Columnists 20 September 2008, Saturday 0 0 0 0
KLAUS JURGENS
klaus.jurgens@gmail.com

The Third National Program and Turkish civil society

On Sept. 9 civil society learned of a very positive development: a new generation of EU-funded projects had found their way to Turkey.
On this day Turkey's Foreign Minister Ali Babacan launched the pilot phase of four different budget flows coming together under the umbrella of promoting cross-border civil society dialogue, during a meeting in Ankara to which all 119 project coordinators had been invited. It is well worth commenting upon in my weekly column.

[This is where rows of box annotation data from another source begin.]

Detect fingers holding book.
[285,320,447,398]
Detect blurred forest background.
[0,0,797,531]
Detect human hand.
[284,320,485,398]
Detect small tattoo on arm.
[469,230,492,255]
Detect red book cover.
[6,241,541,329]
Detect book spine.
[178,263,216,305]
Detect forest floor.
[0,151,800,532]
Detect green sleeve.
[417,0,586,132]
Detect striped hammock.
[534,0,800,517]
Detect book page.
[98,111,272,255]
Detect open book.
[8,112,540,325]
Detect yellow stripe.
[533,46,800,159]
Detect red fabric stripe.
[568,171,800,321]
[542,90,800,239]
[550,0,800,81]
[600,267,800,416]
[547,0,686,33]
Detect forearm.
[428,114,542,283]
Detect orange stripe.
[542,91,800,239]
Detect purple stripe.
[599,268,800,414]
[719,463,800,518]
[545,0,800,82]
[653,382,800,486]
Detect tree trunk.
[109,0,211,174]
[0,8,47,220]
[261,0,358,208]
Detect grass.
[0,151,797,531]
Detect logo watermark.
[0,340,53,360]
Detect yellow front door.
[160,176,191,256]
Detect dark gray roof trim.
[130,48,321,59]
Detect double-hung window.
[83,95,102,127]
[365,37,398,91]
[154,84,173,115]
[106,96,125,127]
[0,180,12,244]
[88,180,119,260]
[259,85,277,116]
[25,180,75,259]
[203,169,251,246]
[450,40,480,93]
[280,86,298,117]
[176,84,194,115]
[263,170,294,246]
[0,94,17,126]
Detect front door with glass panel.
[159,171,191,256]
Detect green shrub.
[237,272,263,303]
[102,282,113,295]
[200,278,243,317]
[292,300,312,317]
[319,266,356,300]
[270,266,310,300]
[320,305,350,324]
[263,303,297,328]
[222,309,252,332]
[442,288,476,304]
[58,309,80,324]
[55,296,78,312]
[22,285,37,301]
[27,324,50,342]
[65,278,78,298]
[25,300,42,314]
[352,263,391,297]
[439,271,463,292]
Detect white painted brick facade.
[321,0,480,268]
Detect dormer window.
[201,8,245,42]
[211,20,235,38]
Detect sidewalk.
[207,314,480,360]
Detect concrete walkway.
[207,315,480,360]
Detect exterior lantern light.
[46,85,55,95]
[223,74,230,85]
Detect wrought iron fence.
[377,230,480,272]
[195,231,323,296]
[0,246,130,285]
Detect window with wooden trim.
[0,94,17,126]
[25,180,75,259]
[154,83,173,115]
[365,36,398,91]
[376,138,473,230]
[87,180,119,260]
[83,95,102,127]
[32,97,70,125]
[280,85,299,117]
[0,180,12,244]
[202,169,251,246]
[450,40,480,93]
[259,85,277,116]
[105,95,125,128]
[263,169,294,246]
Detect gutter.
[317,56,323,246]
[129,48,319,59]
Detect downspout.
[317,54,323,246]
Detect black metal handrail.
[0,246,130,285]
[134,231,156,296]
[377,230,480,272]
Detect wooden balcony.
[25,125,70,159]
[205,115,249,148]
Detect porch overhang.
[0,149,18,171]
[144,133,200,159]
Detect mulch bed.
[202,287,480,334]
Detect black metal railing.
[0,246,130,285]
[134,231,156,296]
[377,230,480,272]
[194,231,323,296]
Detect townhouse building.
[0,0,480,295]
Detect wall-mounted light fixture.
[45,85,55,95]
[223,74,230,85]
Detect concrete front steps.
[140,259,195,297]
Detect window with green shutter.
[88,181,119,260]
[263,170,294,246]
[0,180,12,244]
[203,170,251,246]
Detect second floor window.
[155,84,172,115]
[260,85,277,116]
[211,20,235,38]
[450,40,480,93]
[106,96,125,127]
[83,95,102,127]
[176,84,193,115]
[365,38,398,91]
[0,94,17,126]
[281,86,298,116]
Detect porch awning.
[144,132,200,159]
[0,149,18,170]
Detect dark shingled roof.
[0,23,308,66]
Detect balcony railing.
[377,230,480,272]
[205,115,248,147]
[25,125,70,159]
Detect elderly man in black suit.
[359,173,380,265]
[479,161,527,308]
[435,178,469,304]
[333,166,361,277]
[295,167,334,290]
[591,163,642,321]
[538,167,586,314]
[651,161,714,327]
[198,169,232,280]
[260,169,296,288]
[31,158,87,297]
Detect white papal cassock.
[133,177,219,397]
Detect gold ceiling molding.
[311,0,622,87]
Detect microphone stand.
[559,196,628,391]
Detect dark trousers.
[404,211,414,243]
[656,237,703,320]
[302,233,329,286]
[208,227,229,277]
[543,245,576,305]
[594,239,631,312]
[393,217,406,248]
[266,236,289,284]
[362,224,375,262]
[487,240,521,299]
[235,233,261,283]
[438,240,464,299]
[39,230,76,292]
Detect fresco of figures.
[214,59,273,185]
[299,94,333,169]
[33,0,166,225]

The interesting point is that four segments of Turkish civil society were able to determine their own preferences when it came to which topics they would wish to address -- jointly with at least one European partner, that is. It concerns towns and municipalities, youth movements, universities and professional organizations. I have studied some of the very diverse projects that have been awarded grants.

While one project approaches Turkish and European rural communities -- which most commentators seem to neglect -- in order to bring villagers and their problems into the spotlight, another project seeks to examine the potential of a knowledge-based economy. This underlines the very wide topical scope of the funding that is being made available. What can be more diverse and dissimilar from each other than documenting life in an isolated community of a thousand inhabitants and measuring the impact of intellectual capital on a national scale?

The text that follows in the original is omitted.